Silly question about secure deletion of files
David Shaw
dshaw at jabberwocky.com
Fri Jan 23 23:52:48 CET 2009
On Fri, Jan 23, 2009 at 07:39:25PM -0300, Faramir wrote:
> Robert J. Hansen escribi??:
> ...
> > With a defrag, if you successfully rearrange 95% of the affected blocks
> > then you've substantially improved your drive performance. Sure, it'll
> > report that it's done 100%, but who cares, really?
>
> Not me ;)
>
> > With disk overwriting, if you successfully overwrite 95% of your
> > sensitive data, you may still be putting yourself at substantial risk.

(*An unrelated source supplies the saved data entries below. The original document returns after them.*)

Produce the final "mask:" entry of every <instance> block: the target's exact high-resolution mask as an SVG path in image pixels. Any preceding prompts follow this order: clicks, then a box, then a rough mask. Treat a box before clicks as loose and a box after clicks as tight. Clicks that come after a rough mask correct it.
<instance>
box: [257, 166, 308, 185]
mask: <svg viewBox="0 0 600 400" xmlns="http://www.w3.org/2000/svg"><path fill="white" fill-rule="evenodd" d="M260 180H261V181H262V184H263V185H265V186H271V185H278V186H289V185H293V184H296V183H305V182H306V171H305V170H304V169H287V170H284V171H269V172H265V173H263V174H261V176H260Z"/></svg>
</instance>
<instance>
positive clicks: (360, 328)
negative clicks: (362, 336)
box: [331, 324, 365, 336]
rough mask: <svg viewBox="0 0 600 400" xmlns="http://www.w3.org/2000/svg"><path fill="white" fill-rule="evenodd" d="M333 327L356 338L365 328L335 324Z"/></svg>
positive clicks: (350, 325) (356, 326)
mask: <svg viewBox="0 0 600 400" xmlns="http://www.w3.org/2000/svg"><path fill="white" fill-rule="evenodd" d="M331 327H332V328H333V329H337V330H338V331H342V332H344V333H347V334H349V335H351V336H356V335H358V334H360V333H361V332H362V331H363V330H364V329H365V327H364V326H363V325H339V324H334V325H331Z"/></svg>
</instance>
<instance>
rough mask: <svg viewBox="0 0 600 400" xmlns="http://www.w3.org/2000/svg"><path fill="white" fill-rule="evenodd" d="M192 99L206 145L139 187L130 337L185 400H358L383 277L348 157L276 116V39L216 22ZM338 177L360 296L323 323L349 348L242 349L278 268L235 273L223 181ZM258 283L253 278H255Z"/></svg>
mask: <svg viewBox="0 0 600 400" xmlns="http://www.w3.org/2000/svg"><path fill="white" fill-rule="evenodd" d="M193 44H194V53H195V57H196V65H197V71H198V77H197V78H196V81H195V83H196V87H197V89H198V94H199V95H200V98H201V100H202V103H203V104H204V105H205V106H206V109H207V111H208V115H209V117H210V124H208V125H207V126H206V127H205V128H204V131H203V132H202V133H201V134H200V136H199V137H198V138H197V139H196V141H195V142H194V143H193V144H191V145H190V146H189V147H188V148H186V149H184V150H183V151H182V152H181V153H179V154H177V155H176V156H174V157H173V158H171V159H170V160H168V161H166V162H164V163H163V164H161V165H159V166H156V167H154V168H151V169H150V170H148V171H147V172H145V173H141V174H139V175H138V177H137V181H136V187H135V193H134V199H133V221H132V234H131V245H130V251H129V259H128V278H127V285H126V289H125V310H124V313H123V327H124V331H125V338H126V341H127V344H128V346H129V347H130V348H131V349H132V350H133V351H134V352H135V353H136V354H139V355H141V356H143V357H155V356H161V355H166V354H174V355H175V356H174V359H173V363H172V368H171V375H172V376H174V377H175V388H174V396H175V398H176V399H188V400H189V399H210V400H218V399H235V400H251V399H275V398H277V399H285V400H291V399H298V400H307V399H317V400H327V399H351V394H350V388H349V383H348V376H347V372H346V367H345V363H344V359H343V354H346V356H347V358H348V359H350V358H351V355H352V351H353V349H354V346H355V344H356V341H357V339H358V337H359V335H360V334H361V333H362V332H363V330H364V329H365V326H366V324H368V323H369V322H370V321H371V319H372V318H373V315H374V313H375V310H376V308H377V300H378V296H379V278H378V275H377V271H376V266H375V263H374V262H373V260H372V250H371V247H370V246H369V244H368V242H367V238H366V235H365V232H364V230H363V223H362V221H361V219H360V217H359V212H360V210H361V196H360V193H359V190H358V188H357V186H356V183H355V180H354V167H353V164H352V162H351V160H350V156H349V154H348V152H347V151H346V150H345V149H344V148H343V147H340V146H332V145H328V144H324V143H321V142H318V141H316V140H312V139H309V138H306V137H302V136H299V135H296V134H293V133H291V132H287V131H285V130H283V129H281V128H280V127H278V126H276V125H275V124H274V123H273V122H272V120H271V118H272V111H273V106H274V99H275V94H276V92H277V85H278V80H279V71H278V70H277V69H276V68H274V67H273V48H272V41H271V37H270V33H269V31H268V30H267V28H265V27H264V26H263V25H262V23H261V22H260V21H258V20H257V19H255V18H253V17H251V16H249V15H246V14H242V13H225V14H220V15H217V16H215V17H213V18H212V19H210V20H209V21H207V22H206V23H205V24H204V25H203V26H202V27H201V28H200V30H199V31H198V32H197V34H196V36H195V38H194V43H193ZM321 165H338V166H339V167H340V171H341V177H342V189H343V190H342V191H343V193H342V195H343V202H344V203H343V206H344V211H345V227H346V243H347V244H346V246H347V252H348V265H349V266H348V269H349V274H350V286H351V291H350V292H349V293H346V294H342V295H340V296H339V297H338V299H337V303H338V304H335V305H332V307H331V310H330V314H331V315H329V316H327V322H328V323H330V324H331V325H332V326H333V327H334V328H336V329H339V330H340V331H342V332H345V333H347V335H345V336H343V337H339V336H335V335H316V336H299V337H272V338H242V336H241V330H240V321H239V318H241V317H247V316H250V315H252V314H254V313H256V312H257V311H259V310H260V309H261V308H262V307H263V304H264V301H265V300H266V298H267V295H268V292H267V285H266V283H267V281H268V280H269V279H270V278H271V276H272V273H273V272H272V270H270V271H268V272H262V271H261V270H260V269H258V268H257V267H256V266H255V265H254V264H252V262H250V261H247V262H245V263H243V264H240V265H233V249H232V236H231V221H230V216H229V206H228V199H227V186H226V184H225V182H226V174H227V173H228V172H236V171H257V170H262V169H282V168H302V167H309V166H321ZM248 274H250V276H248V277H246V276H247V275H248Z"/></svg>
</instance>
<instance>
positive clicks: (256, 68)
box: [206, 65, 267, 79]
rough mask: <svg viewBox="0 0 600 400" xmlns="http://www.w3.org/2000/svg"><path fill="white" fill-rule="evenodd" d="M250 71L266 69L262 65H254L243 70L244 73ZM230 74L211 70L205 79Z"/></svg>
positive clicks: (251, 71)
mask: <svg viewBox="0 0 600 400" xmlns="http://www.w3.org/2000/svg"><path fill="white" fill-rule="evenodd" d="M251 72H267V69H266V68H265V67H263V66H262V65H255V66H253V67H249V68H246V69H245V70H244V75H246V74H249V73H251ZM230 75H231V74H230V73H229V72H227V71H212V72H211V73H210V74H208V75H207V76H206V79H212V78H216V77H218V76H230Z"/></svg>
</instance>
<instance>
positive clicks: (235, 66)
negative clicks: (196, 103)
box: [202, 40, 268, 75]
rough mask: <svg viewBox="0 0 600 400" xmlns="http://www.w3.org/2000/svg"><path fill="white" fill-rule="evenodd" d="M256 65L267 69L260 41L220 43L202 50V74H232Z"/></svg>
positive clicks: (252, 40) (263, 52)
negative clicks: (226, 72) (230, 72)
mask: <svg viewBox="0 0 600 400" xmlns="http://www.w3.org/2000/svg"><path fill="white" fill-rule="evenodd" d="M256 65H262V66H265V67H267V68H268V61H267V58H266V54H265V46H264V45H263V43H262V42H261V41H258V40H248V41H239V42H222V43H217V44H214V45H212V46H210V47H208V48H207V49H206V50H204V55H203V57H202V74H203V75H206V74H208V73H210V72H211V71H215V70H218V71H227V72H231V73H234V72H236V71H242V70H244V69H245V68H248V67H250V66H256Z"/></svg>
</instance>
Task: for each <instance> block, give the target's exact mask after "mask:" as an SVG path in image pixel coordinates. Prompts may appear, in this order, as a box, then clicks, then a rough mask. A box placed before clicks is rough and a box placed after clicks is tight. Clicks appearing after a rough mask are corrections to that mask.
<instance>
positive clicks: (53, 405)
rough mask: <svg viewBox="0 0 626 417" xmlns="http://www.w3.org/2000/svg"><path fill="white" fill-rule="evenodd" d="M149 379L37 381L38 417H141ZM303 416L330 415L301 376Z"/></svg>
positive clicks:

> > Especially since it will report that it overwrote all your data.
>
> Ok, that answers my question.
>
> Usually I don't see thing from the same point of view than you, I
> mean, usually I think about "secure deletion" if the file can't be fully
> recovered by the use of a simple recovery tool (let's say, Norton
> unDelete)... but of course, in other context, fragments of information
> can be very dangerous and the attacker can bring the hdd to an
> specialized lab...
> In other words, if I intend to destroy the PhD thesis of my brother,
> overwritting 50% of it would be more than enough to make him cry like a
> baby. But if I intend to destroy the list of infiltrated agents of the
> Rebel Alliance, even a 5% of the list would make Darth Vader be really
> happy.
>
> To David Shaw: I didn't get your point, since both defragmenting and
> overwriting files involve to be able to control what is written and
> where is written... I think both concepts are related somehow.
This is incorrect. Defragmentation does not need to land on a exact
place on the disk, and overwriting does. Defragmentation ignores
remapped blocks, while overwriting cannot, etc.